Solidariedades condicionadas

A solidariedade, seja lá o que isso for, é quase sempre condicionada. Isto é, a mesma não resulta de um genuíno sentimento altruísta por parte de quem a pratica, na medida em que pressupõe muitas das vezes algo em contrapartida, como por exemplo reconhecimento social, ou, por vezes, político-partidário.

E isto não é novidade. Desde tempos imemoriais que a secular esmola dispensada a pedintes à porta das igrejas, terá mais a ver com quem a oferece, na medida em que procurará com esse gesto “um lugarzinho no céu”, do que propriamente com o sofrimento de quem a recebe. Ou mais recentemente, a dita “responsabilidade social”, (num enviesamento oportunista do conceito), praticado por muitas empresas, mais não é do que uma estratégia de marketing para promover a venda de produtos ou serviços, assim como, a desculpa para reivindicarem a redução de impostos, nomeadamente sobre as mais valias gigantescas que obtém.

O que é relativamente novo, é a forma como os povos, e de uma forma massiva, são levados a orientar em determinado sentido os seus sentimentos e esforços solidários. Isto a propósito da recente calamidade bíblica que se abateu sobre o sul da Turquia e norte da Síria, onde um terramoto ceifou dezenas de milhares de seres humanos. Ecoam na nossa alma, os gemidos sufocantes dos soterrados e as preces lancinantes de pais, filhos ou irmãos, e que ainda hoje desesperam por ajuda.

O efeito devastador do sismo foi praticamente igual nos dois países. Apesar de tudo, e decorrente do facto da Turquia ser um país organizado e com recursos, permitiu operações de socorro mais rápidas e por vezes bem-sucedidas. Já a Síria, país devastado pela guerra desde 2011, conflito com particular incidência nas regiões do norte e onde muitas cidades já estavam em escombros, levou a que as populações, com recursos de salvamento muito limitados, tenham, e em muitos casos, apenas as suas próprias mãos para remover as autênticas montanhas de inertes em que cidades inteiras se transformaram em segundos.
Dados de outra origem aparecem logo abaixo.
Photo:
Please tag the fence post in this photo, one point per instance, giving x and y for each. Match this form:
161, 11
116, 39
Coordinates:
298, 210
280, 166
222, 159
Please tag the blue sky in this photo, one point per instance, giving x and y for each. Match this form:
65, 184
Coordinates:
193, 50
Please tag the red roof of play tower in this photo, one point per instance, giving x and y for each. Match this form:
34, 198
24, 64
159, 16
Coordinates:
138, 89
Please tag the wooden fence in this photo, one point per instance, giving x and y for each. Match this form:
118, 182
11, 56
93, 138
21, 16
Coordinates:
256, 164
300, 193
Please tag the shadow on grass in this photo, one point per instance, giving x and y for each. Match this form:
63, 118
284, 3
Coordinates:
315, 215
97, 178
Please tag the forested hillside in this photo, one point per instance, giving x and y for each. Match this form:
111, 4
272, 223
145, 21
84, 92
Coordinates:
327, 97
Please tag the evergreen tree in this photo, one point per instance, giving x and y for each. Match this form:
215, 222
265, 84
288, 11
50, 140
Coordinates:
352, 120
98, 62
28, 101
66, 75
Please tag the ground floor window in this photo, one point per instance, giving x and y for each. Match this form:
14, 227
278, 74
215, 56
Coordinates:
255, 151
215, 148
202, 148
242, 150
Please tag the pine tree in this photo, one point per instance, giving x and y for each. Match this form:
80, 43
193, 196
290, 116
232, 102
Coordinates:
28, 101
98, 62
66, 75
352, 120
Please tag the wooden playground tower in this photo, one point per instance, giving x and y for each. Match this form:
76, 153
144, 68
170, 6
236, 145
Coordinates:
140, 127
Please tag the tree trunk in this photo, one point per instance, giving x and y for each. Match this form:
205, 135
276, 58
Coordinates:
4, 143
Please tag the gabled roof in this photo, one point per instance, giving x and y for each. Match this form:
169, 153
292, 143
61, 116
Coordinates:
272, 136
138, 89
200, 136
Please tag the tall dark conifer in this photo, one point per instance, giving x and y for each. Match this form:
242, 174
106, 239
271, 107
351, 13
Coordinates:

Acontece que a solidariedade, materializada em equipas de salvamento e bens de primeira necessidade, disponibilizada pelas “democracias liberais”, foi em primeiro lugar, e de uma forma esmagadora, para a Turquia. A Síria, os sírios, as crianças sírias que morreram no terramoto ou depois disso continuam a morrer ao frio e à fome, são, quando são, apenas merecedores de um  apoio residual por parte dos países ocidentais.

Enquanto isso, Israel atacou ontem, dia de 18 de fevereiro, bairros residenciais em Damasco, capital da Síria, havendo notícia de pelo menos 15 mortes. Vi a notícia no EL País. Por cá a questão, e em termos de cobertura noticiosa, foi também ela residual. Afinal, quem atacou foram os israelitas e os que morreram eram sírios. Neste caso, a solidariedade será dispensável.